Town of Duck postpones plans for off road vehicle ramp at Barrier Island Station

Town of Duck postpones plans for off road vehicle ramp at Barrier Island Station

November 1st, 2022

With a required state permit likely not to be approved before beach nourishment off Duck takes place, town leaders have decided to pump the brakes on an off road vehicle beach access ramp at the Barrier Island Station condominium complex.

“Because we do not have a permit for the access we were hoping would be established for our beach nourishment project tentatively beginning next week, we have decided to postpone the development of any agreement regarding this long-term access,” according to a post in the town’s weekly email newsletter released Tuesday.

The post went on to say the Duck Town Council plans to further discuss beach driving regulations at their annual retreat in February.

Without the beach access, vehicles and equipment that will be used for the beach nourishment project north of the Army Corps of Engineers’ research pier will now have to make a trek of around 3 miles from the Town of Southern Shores access ramp.

On October 6, the council approved moving forward with obtaining an easement to allow construction of what the N.C. Division of Coastal Management calls a “Hatteras ramp” on the northeast corner of the Barrier Island property adjacent to the complex’s lone dune walkover and other recreation facilities.

The access would be located north of the dune walkover and gazebo at Barrier Island Station. [courtesy Town of Duck]

A rubberized, wheelchair access mat that can be removed as required by Coastal Area Management Act regulations would have also been part of the ramp.

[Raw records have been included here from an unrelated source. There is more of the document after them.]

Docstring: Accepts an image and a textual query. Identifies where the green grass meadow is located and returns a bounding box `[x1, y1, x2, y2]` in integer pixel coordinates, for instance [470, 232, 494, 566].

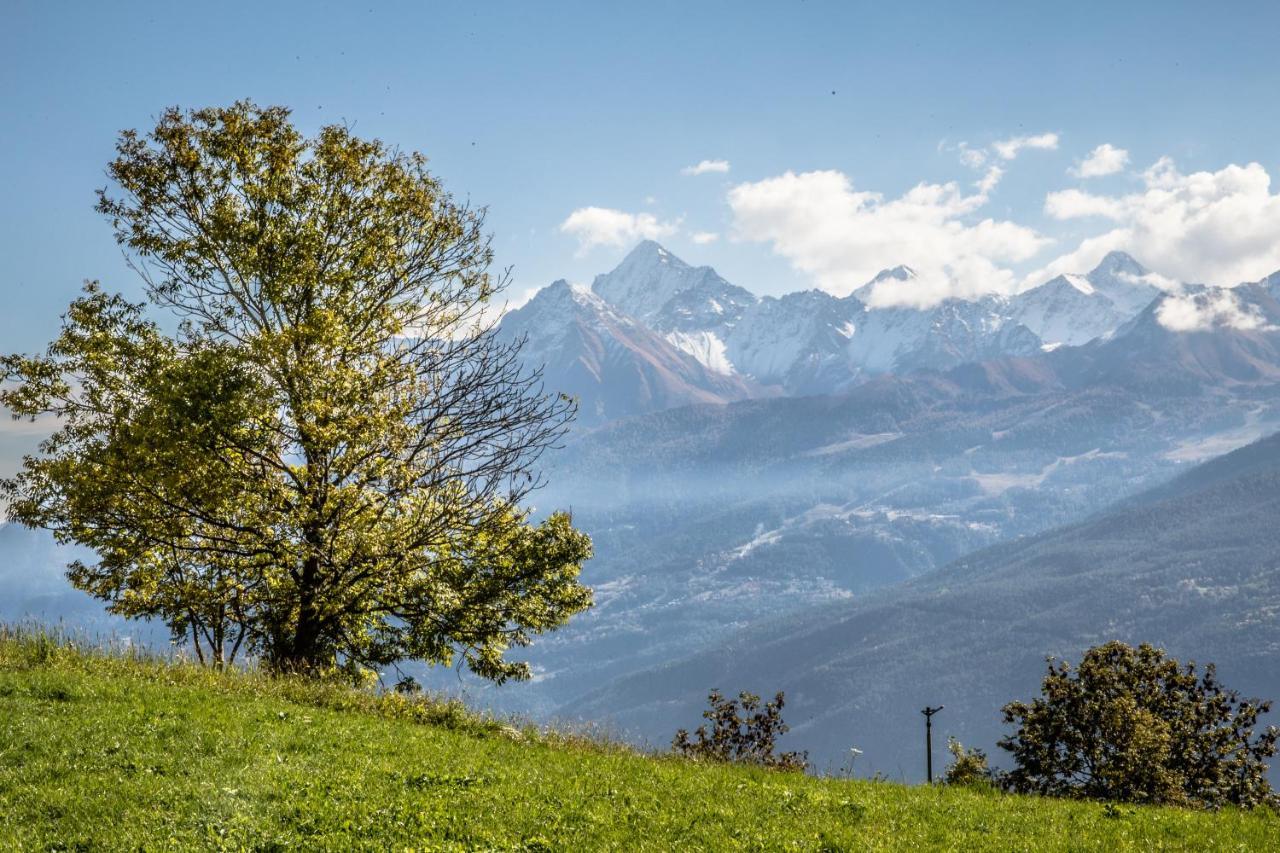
[1, 629, 1276, 851]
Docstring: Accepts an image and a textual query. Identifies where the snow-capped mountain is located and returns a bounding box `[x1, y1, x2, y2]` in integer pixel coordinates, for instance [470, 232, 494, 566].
[1007, 274, 1118, 347]
[496, 279, 760, 425]
[847, 294, 1041, 374]
[1079, 281, 1280, 388]
[1087, 250, 1164, 316]
[591, 240, 756, 331]
[721, 289, 863, 393]
[1246, 269, 1280, 301]
[589, 241, 759, 378]
[500, 244, 1185, 425]
[1008, 251, 1162, 346]
[849, 264, 917, 303]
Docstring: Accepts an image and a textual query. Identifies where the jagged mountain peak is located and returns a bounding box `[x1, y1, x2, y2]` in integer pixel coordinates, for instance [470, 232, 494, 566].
[507, 244, 1272, 424]
[527, 278, 614, 316]
[619, 239, 688, 271]
[1246, 269, 1280, 301]
[1008, 253, 1165, 347]
[1089, 250, 1148, 279]
[591, 242, 752, 327]
[1086, 251, 1162, 317]
[1056, 273, 1096, 295]
[498, 275, 760, 426]
[851, 264, 917, 302]
[767, 287, 844, 307]
[871, 264, 917, 283]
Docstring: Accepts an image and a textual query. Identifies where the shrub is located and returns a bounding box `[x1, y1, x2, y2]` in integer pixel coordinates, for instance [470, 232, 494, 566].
[944, 738, 995, 788]
[673, 690, 807, 771]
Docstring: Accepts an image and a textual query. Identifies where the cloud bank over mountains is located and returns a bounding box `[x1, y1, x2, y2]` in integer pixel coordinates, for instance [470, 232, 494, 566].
[727, 169, 1047, 307]
[1035, 158, 1280, 290]
[1156, 288, 1274, 333]
[559, 137, 1280, 310]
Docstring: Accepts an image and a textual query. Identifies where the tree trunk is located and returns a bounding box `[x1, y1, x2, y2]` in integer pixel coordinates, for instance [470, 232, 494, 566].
[277, 552, 326, 673]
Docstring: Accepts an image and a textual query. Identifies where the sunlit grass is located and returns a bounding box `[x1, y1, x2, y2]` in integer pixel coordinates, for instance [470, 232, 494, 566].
[1, 626, 1276, 850]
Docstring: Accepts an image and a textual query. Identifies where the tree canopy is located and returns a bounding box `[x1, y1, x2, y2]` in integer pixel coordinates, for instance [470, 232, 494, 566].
[1, 102, 592, 680]
[999, 641, 1278, 808]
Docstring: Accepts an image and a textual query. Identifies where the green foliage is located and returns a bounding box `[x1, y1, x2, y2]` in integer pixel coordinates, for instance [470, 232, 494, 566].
[2, 629, 1278, 851]
[1000, 641, 1279, 809]
[1, 102, 592, 679]
[943, 738, 994, 788]
[673, 689, 808, 771]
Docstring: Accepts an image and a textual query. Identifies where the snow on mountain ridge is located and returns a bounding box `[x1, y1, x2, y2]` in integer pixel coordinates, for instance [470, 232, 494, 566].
[1007, 253, 1164, 347]
[497, 276, 760, 425]
[1084, 251, 1162, 318]
[500, 243, 1199, 421]
[850, 294, 1040, 374]
[851, 264, 919, 303]
[664, 330, 734, 376]
[723, 289, 863, 392]
[1063, 274, 1095, 295]
[591, 240, 756, 329]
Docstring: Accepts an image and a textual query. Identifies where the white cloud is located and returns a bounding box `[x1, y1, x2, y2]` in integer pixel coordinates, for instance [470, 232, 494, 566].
[560, 207, 679, 255]
[976, 165, 1004, 194]
[728, 169, 1049, 307]
[1072, 143, 1130, 178]
[681, 159, 731, 176]
[1120, 269, 1182, 292]
[690, 231, 719, 245]
[1033, 158, 1280, 287]
[1156, 289, 1271, 332]
[946, 134, 1054, 193]
[1043, 188, 1126, 220]
[958, 144, 987, 169]
[992, 132, 1060, 160]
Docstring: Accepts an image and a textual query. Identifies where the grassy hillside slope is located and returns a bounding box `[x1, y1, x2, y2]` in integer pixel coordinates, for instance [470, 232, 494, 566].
[1, 632, 1276, 850]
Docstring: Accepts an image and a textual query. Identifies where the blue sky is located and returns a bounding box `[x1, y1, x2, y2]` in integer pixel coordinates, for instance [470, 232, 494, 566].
[5, 1, 1280, 349]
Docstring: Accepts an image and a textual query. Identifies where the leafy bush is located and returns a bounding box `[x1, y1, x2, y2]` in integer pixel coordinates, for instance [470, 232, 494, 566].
[673, 690, 807, 771]
[999, 641, 1278, 809]
[944, 738, 995, 788]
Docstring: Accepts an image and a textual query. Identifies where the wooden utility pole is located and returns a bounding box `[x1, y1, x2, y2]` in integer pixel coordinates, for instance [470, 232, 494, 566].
[921, 705, 944, 783]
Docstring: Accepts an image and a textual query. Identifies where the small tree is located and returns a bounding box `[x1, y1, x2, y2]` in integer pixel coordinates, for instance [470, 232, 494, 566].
[673, 690, 807, 771]
[943, 738, 994, 788]
[999, 641, 1278, 808]
[1, 102, 592, 678]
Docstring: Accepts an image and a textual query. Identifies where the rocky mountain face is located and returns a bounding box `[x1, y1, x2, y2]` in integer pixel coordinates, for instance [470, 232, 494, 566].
[848, 295, 1042, 374]
[720, 289, 862, 393]
[1070, 283, 1280, 390]
[504, 244, 1172, 419]
[1007, 251, 1162, 346]
[495, 279, 762, 425]
[590, 240, 757, 332]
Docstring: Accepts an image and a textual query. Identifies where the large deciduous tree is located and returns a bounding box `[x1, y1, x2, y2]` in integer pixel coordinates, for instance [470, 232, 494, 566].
[1, 102, 592, 679]
[999, 641, 1278, 808]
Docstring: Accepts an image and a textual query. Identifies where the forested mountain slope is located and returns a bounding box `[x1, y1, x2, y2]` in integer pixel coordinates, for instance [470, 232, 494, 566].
[568, 432, 1280, 778]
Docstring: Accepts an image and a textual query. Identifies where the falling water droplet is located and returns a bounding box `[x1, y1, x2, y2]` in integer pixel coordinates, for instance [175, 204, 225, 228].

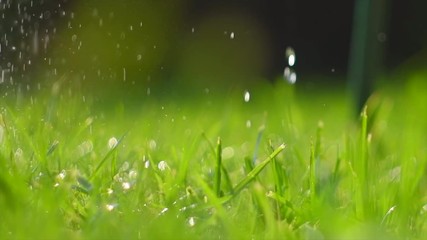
[286, 47, 296, 67]
[244, 90, 250, 102]
[284, 67, 297, 84]
[230, 32, 235, 39]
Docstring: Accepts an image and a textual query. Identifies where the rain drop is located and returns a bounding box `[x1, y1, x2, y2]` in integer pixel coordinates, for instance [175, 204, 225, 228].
[286, 47, 296, 67]
[244, 90, 250, 102]
[108, 137, 118, 149]
[158, 160, 168, 171]
[284, 67, 297, 84]
[230, 32, 235, 39]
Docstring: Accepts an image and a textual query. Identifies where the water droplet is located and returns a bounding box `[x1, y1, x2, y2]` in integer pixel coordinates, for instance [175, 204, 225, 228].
[129, 170, 138, 179]
[230, 32, 235, 39]
[246, 120, 251, 128]
[108, 137, 118, 149]
[137, 54, 142, 61]
[188, 217, 196, 227]
[107, 188, 114, 195]
[158, 160, 168, 171]
[122, 182, 131, 190]
[149, 139, 157, 150]
[144, 160, 150, 169]
[244, 90, 250, 102]
[286, 47, 296, 67]
[106, 203, 117, 211]
[283, 67, 297, 84]
[58, 170, 66, 180]
[159, 207, 168, 215]
[222, 147, 235, 160]
[120, 161, 130, 171]
[85, 117, 93, 126]
[71, 34, 77, 42]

Sandy Cross, senior planner with Duck’s Department of Community Development, said during the October 6 meeting the immediate need to obtain the easement is to allow contractor vehicles and equipment from the town’s beach nourishment contractor access to the oceanfront.

The state permit for the project designates Barrier Island and Port Trinitie as temporary construction drive-on access locations.

Cross said the easement would also give Surf Rescue and other first responders another access to the beach for their vehicles.

There is a restricted-use vehicle access at the Army Corps of Engineers Research Pier, which is near the Duck fire and police station, around one-half mile north of Barrier Island Station.

After the Army granted use of the ramp for the town’s first beach nourishment project in 2017, the military is not allowing access for equipment and trucks from Weeks Marine during the project that is scheduled to begin off Duck this month.

Under the town’s proposal for the new ramp, owners of condos in Barrier Island Station would be able to use the access during the off-season consistent with town’s code, which allows driving on the beach by the public between October 1 and April 30.

There are no public four-wheel drive vehicle or pedestrian accesses located in the Town of Duck, with the lack of pedestrian access available to the public the subject of a lawsuit that was halted by the N.C. Supreme Court in March.

The decision to seek the easement came despite vocal opposition during the public comment portion of the nearly six-hour-long meeting last month.

More than 150 emails were also sent to the town against the proposal, expressing concerns over safety, the environment, and equity of access.

Written opposition was also submitted by the homeowners association at Ship’s Watch, which is located immediately north of Barrier Island Station, which said in a letter sent to members on September 26 they intend to retain legal counsel and file objections to the ramp proposal.